El obstáculo aquí es que la legislación penal no sólo es técnicamente ajena a esta realidad de la continuidad de la violencia en convivencias de agresión a la mujer, sino que el derecho penal no está filosóficamente preparado, ni pensado, para actuar contra este tipo tan peculiar de violencia sostenida, de violencia de sometimiento continuado, de violencia de cautividad que ejerce un hombre sobre una mujer en la mayoría de los escenarios de violencia de género en el contexto de parejas y exparejas. Si lo hiciera, si la legislación penal estuviera preparada y diseñada para este tipo de violencia, articularía provisiones para considerar al menos atenuable cuando no inimputable que una mujer sustraiga a sus hijos…. no de la guarda y custodia de su padre, como se dice, sino de la exposición a un agresor. Es probablemente lo que hizo Juana Rivas: sustraer a sus hijos del alcance de un agresor ya condenado respecto del cual ella y ellos son víctimas directas de violencia.

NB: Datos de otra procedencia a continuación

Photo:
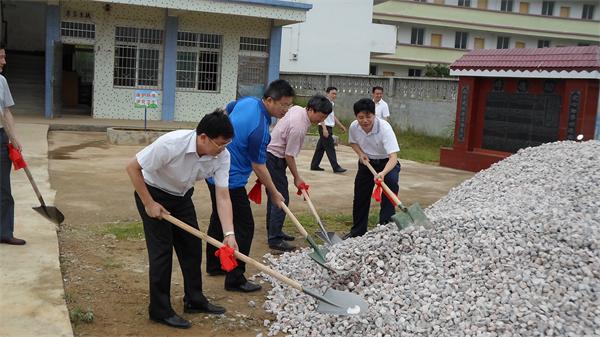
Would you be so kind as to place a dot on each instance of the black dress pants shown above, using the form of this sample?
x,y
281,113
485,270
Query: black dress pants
x,y
243,225
161,237
7,203
325,145
363,190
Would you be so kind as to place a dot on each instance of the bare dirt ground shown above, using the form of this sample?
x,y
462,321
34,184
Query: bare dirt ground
x,y
109,276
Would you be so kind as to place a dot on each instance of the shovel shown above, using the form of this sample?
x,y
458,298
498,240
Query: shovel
x,y
330,237
50,212
319,253
412,215
333,301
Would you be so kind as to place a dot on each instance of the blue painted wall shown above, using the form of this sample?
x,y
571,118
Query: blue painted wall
x,y
52,37
274,54
170,69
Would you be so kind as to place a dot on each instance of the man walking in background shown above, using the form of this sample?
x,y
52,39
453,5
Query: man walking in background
x,y
326,143
251,118
7,203
381,108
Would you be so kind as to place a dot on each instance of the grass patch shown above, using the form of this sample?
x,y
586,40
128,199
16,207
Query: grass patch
x,y
334,222
414,146
78,315
133,230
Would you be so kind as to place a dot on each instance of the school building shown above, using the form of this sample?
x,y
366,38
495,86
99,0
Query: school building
x,y
94,57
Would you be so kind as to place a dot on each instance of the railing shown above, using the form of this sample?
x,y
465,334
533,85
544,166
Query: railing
x,y
417,88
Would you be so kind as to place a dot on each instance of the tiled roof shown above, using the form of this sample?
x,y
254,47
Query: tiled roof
x,y
540,59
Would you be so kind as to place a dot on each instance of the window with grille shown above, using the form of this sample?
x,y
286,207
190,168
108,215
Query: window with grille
x,y
137,57
548,8
543,43
254,44
198,61
588,12
506,5
78,29
503,42
414,72
460,40
416,36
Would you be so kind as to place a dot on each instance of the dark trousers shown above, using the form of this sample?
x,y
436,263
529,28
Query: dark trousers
x,y
7,203
275,215
243,225
363,189
325,145
161,237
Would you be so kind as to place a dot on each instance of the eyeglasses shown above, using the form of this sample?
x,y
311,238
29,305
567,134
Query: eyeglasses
x,y
220,147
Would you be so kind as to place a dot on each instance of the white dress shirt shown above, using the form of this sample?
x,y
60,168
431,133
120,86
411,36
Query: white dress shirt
x,y
377,144
381,109
172,163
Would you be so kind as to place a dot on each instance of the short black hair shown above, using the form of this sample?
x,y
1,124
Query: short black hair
x,y
364,105
279,89
320,103
215,124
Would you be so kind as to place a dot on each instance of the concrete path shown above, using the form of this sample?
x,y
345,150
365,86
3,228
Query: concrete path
x,y
31,288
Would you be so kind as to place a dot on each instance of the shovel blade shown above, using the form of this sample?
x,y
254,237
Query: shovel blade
x,y
413,216
338,302
51,213
330,238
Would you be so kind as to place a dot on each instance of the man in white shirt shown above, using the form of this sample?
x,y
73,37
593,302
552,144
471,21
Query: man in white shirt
x,y
381,108
7,203
326,143
287,138
164,174
375,142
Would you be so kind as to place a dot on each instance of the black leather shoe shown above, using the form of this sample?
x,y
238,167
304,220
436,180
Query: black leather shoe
x,y
283,246
13,241
174,321
204,307
287,237
247,287
216,272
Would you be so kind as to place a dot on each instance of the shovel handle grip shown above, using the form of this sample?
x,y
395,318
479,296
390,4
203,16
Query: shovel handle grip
x,y
388,192
294,220
311,205
34,185
248,260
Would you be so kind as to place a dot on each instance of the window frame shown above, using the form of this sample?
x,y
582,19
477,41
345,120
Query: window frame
x,y
506,6
503,42
133,43
589,10
199,46
464,39
417,36
548,8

la legislación penal no sólo es técnicamente ajena a esta realidad de la continuidad de la violencia en convivencias de agresión a la mujer, sino que el derecho penal no está filosóficamente preparado, ni pensado, para actuar contra este tipo tan peculiar de violencia sostenida, de violencia de sometimiento continuado, de violencia de cautividad

Ahora bien, tal como están la legislación, Juana Rivas no tenía derecho a la legítima defensa porque la ley no entiende (no se le ha dotado de técnica jurídica para que entienda) que ella se estaba defendiendo y estaba defendiendo a sus hijos. En este escenario la ley está definida justamente en contra de la realidad: requiere inmediatez sobre una agresión puntual, cuando el despliegue de conducta de un agresor de mujeres es continuo; exige racionalidad y proporcionalidad de medios sobre las conductas de agresión cuando se están produciendo y son topográficamente visibles, pero ignora que la proporcionalidad de la defensa de una mujer agredida se basa en la oportunidad del momento en el que considera que está menos expuesta (ella o sus hijos) al alcance del agresor, y por ello la huida en un instante conveniente es una táctica adecuada de elección para la supervivencia… aunque no para ley, que tal como está habría exigido de Juana Rivas que justo después de sustraer a los menores se personara en una oficina policial o judicial para denunciar su caso y entregar a sus hijos, sin contemplar esa ley que si los está sustrayendo es precisamente para evitar que caigan de nuevo en manos del agresor, a quien habrían sido devueltos poco tiempo después de ser sustraídos.
Es suma, un auténtico embrollo jurídico en donde las mujeres que a veces logran, la mayor parte de las veces a la desesperada, divisar una ruta de salida fuera de su cautiverio de violencia se encuentran con que no tienen derecho a la legítima defensa y que son doblemente victimizadas, por un agresor y por el sistema legal.